Le stratégiste de Morgan Stanley pense d'ailleurs que les actions de croissance devraient prendre le pas sur les actions disposant des fondamentaux les plus solides ; je note au passage qu'il prévoit une hausse des taux à la fin cette année. Il est relayé par la déclaration du strategist de Fortis qui nous signale que les valorisations boursières américaines sont au plus bas et que nous sommes à la fin d'un grand « bear market ».
Je relis avec attention que Merrill Lynch confirme le retour en grâce des télécoms ; souvenez-vous de mon article « Faut-il oser ? Une fois de plus, la cyclologie boursière devance l'économie dans ses prévisions et je suis très fier de l'enseigner.
Je m'attarde quelque peu sur l'or. Je suis convaincu que les contrats de vente à terme ont dérégulé le marché qui bénéficie de ce fait de puissants facteurs de soutien à court et moyen termes. Toutefois, je note que les asiatiques prévoient dans leur calendrier astral une période de faiblesse du métal jaune en juin-juillet et que cette pause devra être mise à profit pour un rachat avant un rallye surprenant.
Je termine de trier ma pile en jetant un coup d'oeil sur la finance comportementale qui estime que l'investisseur n'est pas totalement rationnel et que les gens sont influençables. Ces biais, cite le professeur De Bondt, créent des inefficiences de marché qui se manifestent sous forme d'anomalies de cours ou plutôt d'exagérations, dans un sens comme dans l'autre.
Je replonge dans un article ou Fortis révèle à nouveau qu'il s'est penché sur l'évolution qu'avaient les bourses pendant et après la guerre du Golfe et qu'il conclut qu'il est préférable de ne pas trop privilégier les valeurs défensives qui risquent de sous-performer les autres dès l'entame de la guerre.
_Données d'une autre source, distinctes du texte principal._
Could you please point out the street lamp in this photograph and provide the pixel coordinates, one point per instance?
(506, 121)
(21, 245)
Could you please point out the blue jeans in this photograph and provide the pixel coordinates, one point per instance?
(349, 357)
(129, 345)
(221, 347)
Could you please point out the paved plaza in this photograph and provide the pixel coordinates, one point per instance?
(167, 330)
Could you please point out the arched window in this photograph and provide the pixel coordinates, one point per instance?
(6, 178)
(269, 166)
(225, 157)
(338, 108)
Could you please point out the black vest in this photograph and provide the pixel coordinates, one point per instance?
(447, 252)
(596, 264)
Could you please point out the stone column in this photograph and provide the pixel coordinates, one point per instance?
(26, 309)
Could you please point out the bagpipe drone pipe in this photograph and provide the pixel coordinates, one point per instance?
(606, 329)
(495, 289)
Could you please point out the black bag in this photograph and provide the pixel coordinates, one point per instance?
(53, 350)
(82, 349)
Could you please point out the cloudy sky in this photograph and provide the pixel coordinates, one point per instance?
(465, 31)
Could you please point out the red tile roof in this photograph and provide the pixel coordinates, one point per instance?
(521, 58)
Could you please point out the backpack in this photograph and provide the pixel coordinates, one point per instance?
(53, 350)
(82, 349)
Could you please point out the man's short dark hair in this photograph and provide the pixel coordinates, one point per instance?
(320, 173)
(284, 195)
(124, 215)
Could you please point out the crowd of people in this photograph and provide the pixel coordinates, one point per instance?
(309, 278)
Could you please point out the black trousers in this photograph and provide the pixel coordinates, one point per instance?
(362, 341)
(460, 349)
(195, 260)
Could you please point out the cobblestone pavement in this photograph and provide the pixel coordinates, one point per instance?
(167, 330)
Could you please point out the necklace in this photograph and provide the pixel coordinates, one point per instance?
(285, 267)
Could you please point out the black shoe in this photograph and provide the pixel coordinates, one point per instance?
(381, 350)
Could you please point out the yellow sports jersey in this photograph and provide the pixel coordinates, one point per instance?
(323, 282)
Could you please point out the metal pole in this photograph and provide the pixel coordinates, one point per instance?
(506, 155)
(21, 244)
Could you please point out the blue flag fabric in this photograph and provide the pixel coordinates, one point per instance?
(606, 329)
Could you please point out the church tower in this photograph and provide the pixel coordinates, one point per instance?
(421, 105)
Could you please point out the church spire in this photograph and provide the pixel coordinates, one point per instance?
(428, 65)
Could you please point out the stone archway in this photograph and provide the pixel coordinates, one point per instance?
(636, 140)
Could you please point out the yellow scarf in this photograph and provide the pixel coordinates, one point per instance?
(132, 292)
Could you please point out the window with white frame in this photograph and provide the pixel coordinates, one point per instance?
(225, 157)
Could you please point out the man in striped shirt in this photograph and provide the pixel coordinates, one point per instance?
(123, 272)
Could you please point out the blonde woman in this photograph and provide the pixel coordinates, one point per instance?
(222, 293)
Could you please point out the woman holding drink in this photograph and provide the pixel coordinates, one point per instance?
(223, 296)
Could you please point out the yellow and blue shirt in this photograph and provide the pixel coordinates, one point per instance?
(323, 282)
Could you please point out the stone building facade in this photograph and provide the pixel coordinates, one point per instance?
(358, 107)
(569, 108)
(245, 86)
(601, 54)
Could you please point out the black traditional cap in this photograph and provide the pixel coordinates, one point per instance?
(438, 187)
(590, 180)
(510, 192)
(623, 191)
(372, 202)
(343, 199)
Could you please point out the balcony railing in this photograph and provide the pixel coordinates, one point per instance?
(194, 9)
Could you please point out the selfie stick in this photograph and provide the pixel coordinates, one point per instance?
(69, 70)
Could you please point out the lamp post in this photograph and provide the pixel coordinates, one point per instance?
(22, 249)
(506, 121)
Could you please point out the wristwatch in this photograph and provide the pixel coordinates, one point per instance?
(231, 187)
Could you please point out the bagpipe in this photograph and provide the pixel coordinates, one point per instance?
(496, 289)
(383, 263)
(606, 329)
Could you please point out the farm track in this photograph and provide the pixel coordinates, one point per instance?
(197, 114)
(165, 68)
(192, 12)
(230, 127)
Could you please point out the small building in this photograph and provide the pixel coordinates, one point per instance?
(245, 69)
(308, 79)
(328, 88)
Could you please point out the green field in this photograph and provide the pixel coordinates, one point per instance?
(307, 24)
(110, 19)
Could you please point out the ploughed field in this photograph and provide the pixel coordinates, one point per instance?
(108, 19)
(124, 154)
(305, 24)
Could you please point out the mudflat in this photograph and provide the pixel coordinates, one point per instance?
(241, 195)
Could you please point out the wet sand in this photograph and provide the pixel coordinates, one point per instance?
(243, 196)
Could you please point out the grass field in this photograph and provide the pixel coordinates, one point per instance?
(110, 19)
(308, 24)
Bref, me voilà non seulement rassuré mais conforté dans ma conviction que la cyclologie boursière est à même de fournir des renseignements précieux pour la gestion d'un portefeuille actif. Je pense aussi que la presse et les revues boursières ont leur rôle à jouer dans l'information de l'investisseur.
Je sais que Internet remplace beaucoup de ces feuillets mais personnellement, avec ma multitude de favoris, j'ai 750 cookies actives qui me font surfer à toute vitesse sur les tourbillons de l'info. J'en retire des éléments très intéressants bien avant la presse, mais un investisseur isolé n'a, lui, alors personne pour le raisonner.
Reste la presse. Un titre accrocheur et un avis provenant d'une personne autorisée peuvent vous conforter au plus profond de votre conviction personnelle. Toutefois, comme le disait dernièrement une lectrice assidue du journal financier l'Echo, il y a trop d'informations, parfois tendancieuses à se mettre sous la dent. Il y aussi des pages de journaux financiers qui ne doivent être consultées que par un « seul » lecteur, quelle place, quel temps perdu dit-elle.
Peut être un jour, vous aurais-je convaincu d'être un investisseur performant. A gouverne, Warren BUFFET et George SOROS savent mettre en œuvre une approche de marché ou appliquer une méthode uniquement dans les configurations ou phases de marché où elle est pertinente.
Je conclu en disant que ces deux gros investisseurs recherchent activement en ce moment les actions les plus intéressantes et jouent d'astuces pour rester incognito.
L'intensité volumétrique de certaines actions (que l'on dit : leurs favorites) en cours de séance dévoile parfois leurs intentions.
Voilà, mon bureau est nettement moins encombré et ma vision des choses s'est encore améliorée. Je vais prendre l'air, l'esprit plus serein. Je pense être dans le droit chemin, ce lundi 10 février 2003.
Roger LECUT
Secrétaire général de la FBCI, Administrateur de l'AEI et de la FBCI, Professeur de cyclologie boursière.